Performance Optimization Strategies

•Tune sequential threshold — Profile to find optimal cutoff (typically 1K-10K elements)
•Cache-oblivious design — Let recursion naturally fit data into cache hierarchy
•Memory allocation — Pre-allocate buffers to avoid allocation in hot paths
•Avoid object creation — Reuse task objects or use primitive arrays
•Consider hybrid algorithms — Use insertion sort for small arrays within merge sort
•Parallelize the combine step — Parallel merge can further reduce span

Threshold Tuning Example:

// Benchmark with different thresholds
int[] thresholds = {256, 1024, 4096, 16384, 65536};

for (int threshold : thresholds) {
    THRESHOLD = threshold;
    long start = System.nanoTime();
    sort(data.clone());
    long time = System.nanoTime() - start;
    System.out.printf("Threshold %6d: %.2f ms%n", threshold, time/1e6);
}

// Output might show:
// Threshold    256: 180.5 ms  (too fine - overhead)
// Threshold   1024: 145.2 ms  
// Threshold   4096: 135.8 ms  (optimal for this workload)
// Threshold  16384: 140.1 ms
// Threshold  65536: 165.3 ms  (too coarse - less parallelism)

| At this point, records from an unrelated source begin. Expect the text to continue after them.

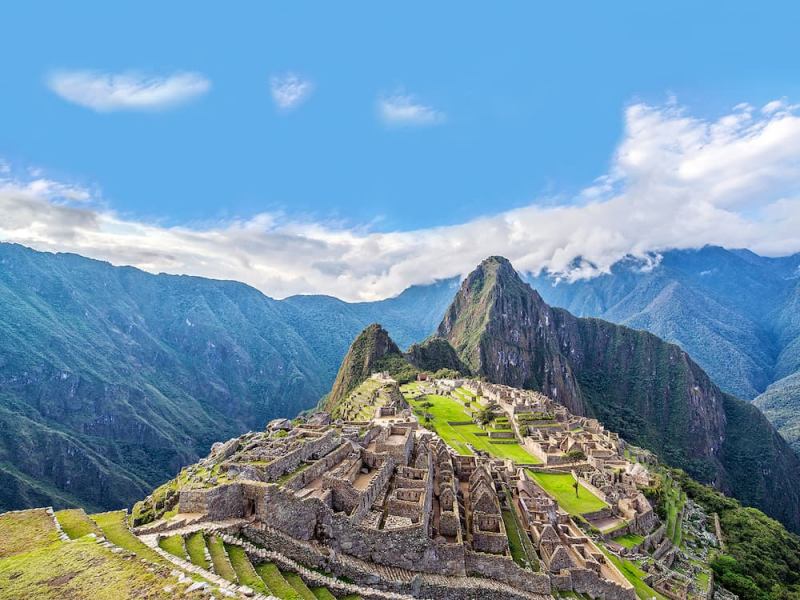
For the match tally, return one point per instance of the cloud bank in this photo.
(106, 92)
(675, 181)
(405, 110)
(290, 90)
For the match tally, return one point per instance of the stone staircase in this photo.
(226, 562)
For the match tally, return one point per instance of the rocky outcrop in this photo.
(362, 359)
(649, 391)
(433, 354)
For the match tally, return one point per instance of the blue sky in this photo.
(517, 106)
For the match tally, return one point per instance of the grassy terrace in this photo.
(299, 586)
(560, 486)
(115, 528)
(35, 563)
(444, 410)
(630, 540)
(25, 530)
(222, 566)
(635, 575)
(195, 548)
(276, 582)
(76, 523)
(244, 570)
(174, 545)
(674, 503)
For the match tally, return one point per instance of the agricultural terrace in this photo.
(443, 411)
(633, 573)
(561, 486)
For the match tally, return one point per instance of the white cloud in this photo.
(106, 92)
(405, 109)
(676, 182)
(289, 90)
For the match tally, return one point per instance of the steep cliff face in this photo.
(648, 390)
(362, 359)
(111, 379)
(433, 354)
(502, 329)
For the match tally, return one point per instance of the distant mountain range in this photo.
(649, 391)
(736, 313)
(111, 379)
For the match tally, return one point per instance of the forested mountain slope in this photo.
(112, 378)
(736, 313)
(649, 391)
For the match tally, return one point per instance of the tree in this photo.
(576, 455)
(484, 416)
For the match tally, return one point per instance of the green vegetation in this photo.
(115, 527)
(300, 586)
(76, 523)
(174, 545)
(562, 487)
(245, 572)
(436, 356)
(361, 360)
(444, 410)
(323, 594)
(635, 575)
(630, 540)
(276, 582)
(195, 548)
(517, 539)
(22, 531)
(761, 559)
(219, 558)
(398, 368)
(77, 570)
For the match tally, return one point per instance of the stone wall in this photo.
(376, 484)
(219, 503)
(319, 468)
(503, 568)
(310, 450)
(586, 581)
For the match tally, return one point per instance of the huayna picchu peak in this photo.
(441, 488)
(517, 453)
(646, 389)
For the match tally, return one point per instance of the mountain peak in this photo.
(361, 360)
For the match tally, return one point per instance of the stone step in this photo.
(275, 582)
(245, 572)
(174, 544)
(323, 594)
(75, 523)
(196, 549)
(219, 558)
(299, 585)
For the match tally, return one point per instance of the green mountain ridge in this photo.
(111, 379)
(649, 391)
(736, 313)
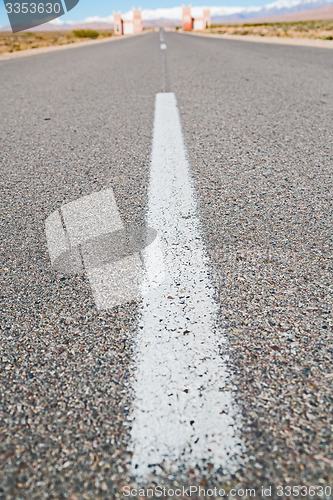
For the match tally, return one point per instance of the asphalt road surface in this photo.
(242, 138)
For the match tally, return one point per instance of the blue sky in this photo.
(104, 8)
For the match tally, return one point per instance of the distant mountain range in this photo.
(293, 10)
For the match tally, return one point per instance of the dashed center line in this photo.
(183, 413)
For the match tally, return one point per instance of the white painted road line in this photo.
(183, 412)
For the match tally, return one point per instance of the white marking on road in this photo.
(86, 220)
(183, 412)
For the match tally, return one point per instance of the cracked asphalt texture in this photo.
(257, 123)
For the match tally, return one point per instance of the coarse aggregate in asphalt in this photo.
(257, 122)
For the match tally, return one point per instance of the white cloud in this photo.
(175, 13)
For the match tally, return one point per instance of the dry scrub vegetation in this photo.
(12, 42)
(304, 29)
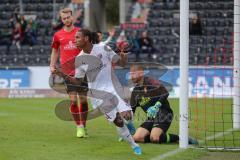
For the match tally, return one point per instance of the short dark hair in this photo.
(99, 32)
(86, 33)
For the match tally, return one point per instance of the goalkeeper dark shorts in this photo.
(163, 120)
(81, 88)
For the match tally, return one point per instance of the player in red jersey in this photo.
(63, 44)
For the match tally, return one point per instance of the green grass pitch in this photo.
(29, 130)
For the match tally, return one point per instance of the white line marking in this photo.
(178, 150)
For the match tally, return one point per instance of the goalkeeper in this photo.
(151, 96)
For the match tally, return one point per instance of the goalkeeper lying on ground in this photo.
(151, 96)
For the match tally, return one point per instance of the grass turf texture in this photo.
(29, 130)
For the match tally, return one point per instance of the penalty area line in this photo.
(178, 150)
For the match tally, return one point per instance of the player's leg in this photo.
(83, 106)
(83, 111)
(125, 134)
(128, 120)
(74, 107)
(142, 135)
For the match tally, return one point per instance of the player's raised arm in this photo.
(123, 59)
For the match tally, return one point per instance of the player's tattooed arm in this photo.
(74, 80)
(54, 58)
(123, 59)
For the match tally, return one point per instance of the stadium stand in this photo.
(212, 47)
(217, 28)
(29, 55)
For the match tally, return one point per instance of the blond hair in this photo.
(65, 10)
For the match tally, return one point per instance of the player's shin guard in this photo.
(168, 138)
(130, 126)
(125, 134)
(147, 139)
(83, 112)
(75, 113)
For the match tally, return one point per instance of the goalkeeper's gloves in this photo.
(153, 110)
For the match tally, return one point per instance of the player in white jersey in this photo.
(96, 62)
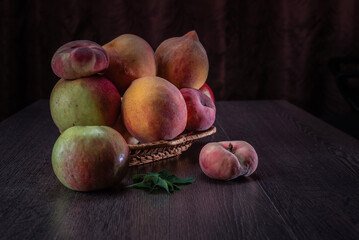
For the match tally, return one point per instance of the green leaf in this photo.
(161, 180)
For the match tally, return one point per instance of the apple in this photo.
(208, 91)
(91, 101)
(201, 111)
(87, 158)
(80, 58)
(228, 159)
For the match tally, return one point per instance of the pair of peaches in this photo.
(123, 93)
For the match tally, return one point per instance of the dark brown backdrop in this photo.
(257, 49)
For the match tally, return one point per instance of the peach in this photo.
(85, 101)
(183, 61)
(228, 159)
(201, 111)
(121, 128)
(87, 158)
(131, 57)
(206, 89)
(153, 109)
(77, 59)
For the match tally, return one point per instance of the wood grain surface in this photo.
(306, 185)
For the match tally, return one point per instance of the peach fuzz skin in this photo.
(153, 109)
(183, 61)
(217, 162)
(80, 58)
(131, 57)
(201, 111)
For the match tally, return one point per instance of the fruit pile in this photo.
(124, 93)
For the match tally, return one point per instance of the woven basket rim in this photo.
(191, 136)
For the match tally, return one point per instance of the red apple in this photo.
(80, 58)
(86, 158)
(228, 160)
(201, 111)
(208, 91)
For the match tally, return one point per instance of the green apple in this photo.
(91, 101)
(87, 158)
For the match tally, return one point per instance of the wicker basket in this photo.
(155, 151)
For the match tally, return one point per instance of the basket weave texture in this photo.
(155, 151)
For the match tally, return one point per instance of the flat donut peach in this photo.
(78, 59)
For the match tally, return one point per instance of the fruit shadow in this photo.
(237, 181)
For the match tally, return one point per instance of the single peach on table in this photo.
(84, 102)
(201, 111)
(183, 61)
(131, 57)
(153, 109)
(80, 58)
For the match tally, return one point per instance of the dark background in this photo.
(257, 49)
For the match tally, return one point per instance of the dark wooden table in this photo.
(306, 185)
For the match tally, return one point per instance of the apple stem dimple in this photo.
(230, 148)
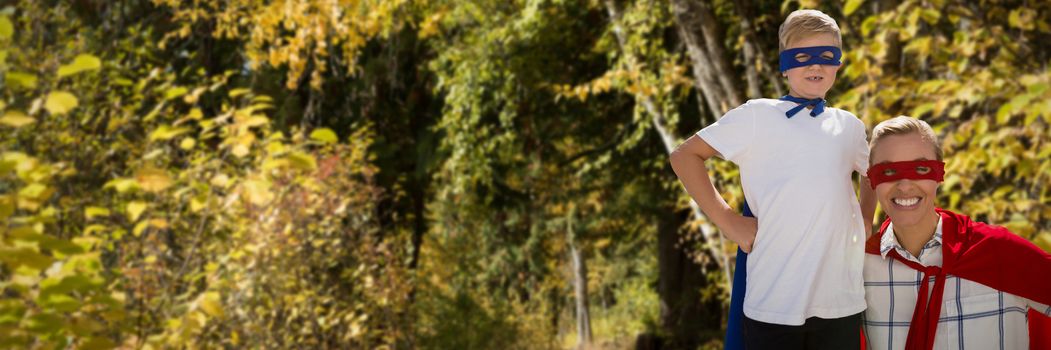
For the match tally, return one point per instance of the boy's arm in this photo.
(687, 161)
(867, 203)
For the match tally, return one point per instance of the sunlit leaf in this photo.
(324, 135)
(6, 29)
(122, 185)
(91, 212)
(16, 119)
(19, 79)
(152, 180)
(302, 161)
(60, 102)
(210, 303)
(135, 209)
(174, 93)
(81, 63)
(166, 132)
(850, 6)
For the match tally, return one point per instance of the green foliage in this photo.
(983, 83)
(411, 173)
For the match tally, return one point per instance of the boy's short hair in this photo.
(804, 22)
(905, 125)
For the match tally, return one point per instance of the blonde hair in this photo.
(904, 125)
(805, 22)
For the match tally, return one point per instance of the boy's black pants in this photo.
(815, 333)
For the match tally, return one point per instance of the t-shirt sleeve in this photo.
(733, 134)
(861, 148)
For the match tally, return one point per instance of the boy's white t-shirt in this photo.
(808, 253)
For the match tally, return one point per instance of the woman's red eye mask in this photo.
(913, 170)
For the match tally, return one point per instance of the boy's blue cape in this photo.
(735, 341)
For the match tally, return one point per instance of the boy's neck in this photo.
(914, 237)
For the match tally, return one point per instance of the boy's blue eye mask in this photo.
(801, 57)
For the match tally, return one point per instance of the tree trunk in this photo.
(891, 63)
(683, 312)
(579, 284)
(668, 140)
(755, 56)
(703, 38)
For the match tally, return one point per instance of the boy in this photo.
(981, 280)
(797, 157)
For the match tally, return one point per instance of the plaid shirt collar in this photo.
(889, 241)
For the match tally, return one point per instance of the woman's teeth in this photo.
(906, 202)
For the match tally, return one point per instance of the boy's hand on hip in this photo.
(742, 230)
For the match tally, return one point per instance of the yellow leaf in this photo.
(187, 144)
(81, 63)
(166, 132)
(6, 29)
(152, 180)
(137, 231)
(240, 150)
(135, 209)
(91, 212)
(303, 161)
(159, 223)
(23, 80)
(256, 121)
(121, 185)
(174, 93)
(209, 302)
(324, 135)
(258, 191)
(16, 119)
(60, 102)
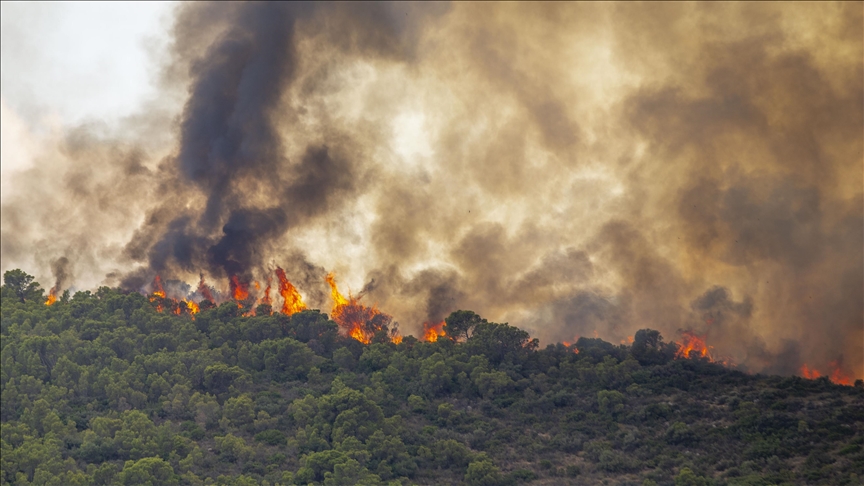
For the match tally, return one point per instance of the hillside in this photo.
(102, 388)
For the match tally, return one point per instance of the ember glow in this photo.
(431, 332)
(192, 306)
(568, 168)
(357, 320)
(692, 343)
(835, 373)
(239, 290)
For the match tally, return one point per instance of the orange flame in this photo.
(291, 300)
(431, 332)
(808, 373)
(357, 320)
(158, 293)
(837, 374)
(52, 296)
(692, 343)
(239, 290)
(572, 345)
(192, 306)
(266, 300)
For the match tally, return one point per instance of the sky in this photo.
(573, 169)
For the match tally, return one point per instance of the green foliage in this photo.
(101, 389)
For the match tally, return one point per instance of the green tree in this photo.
(148, 471)
(483, 473)
(460, 324)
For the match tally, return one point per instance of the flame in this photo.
(158, 295)
(192, 306)
(837, 374)
(239, 290)
(204, 290)
(291, 300)
(431, 332)
(692, 343)
(572, 345)
(338, 299)
(357, 320)
(266, 300)
(808, 373)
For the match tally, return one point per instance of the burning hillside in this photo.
(567, 168)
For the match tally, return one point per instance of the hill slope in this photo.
(100, 388)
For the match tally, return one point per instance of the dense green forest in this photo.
(101, 388)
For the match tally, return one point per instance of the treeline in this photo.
(100, 388)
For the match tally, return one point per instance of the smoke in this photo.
(570, 168)
(61, 268)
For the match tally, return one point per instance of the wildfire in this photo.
(572, 345)
(158, 291)
(158, 295)
(836, 375)
(357, 320)
(808, 373)
(692, 343)
(204, 290)
(291, 300)
(431, 332)
(266, 299)
(239, 290)
(192, 306)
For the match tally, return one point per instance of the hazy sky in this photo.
(79, 60)
(570, 168)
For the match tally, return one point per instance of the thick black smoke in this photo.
(570, 168)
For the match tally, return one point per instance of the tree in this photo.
(22, 286)
(460, 324)
(483, 473)
(149, 471)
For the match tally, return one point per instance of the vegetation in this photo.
(100, 388)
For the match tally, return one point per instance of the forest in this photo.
(102, 388)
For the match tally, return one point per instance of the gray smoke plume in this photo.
(570, 168)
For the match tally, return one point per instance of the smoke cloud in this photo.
(571, 169)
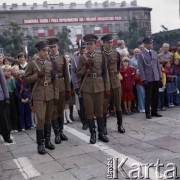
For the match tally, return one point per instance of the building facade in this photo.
(46, 20)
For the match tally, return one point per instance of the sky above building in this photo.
(164, 12)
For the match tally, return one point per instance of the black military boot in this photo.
(40, 142)
(47, 136)
(101, 135)
(119, 122)
(83, 120)
(92, 131)
(56, 129)
(61, 124)
(71, 113)
(105, 123)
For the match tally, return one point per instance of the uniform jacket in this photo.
(99, 66)
(165, 56)
(128, 77)
(61, 73)
(149, 67)
(74, 78)
(113, 63)
(42, 93)
(23, 90)
(3, 87)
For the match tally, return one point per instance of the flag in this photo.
(41, 32)
(50, 32)
(105, 29)
(97, 30)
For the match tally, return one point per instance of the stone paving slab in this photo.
(90, 171)
(77, 161)
(57, 176)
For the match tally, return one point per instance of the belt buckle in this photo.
(94, 75)
(45, 83)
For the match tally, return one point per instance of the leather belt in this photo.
(94, 75)
(45, 83)
(113, 73)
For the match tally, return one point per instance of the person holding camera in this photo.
(4, 99)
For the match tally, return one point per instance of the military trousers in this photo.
(115, 97)
(44, 111)
(93, 103)
(58, 109)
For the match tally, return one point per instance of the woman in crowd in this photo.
(127, 73)
(4, 99)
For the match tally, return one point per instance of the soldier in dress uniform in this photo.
(61, 72)
(92, 68)
(150, 72)
(76, 81)
(39, 74)
(113, 64)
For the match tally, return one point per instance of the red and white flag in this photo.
(97, 30)
(41, 32)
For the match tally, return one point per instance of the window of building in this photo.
(25, 32)
(91, 27)
(101, 28)
(126, 27)
(45, 31)
(110, 27)
(56, 30)
(35, 31)
(117, 26)
(84, 29)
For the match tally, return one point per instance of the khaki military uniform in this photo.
(63, 84)
(113, 63)
(96, 82)
(44, 93)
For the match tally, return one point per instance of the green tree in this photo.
(133, 35)
(11, 40)
(170, 37)
(64, 40)
(31, 45)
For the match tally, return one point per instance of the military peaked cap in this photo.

Summary: Parallel Divide-and-Conquer Mastery

Key Takeaways

•Divide-and-conquer naturally maps to fork-join — Independent subproblems execute in parallel
•Work is total computation; Span is critical path — Parallelism = Work/Span
•Span only counts one branch — Parallel subproblems don't add to span
•Merge sort is the canonical example — Balanced, predictable, excellent parallelism
•Quicksort needs good pivots — Median-of-three prevents worst-case imbalance
•Sequential threshold is crucial — Too small = overhead; Too large = limited parallelism
•Not all D&C parallelizes — Need independent subproblems (binary search doesn't work)

Module Complete

Congratulations! You've completed the Fork-Join Model module. You now understand fork operations, join synchronization, task decomposition strategies, Java's Fork/Join framework, and parallel divide-and-conquer algorithms. These concepts form the foundation for building efficient parallel applications.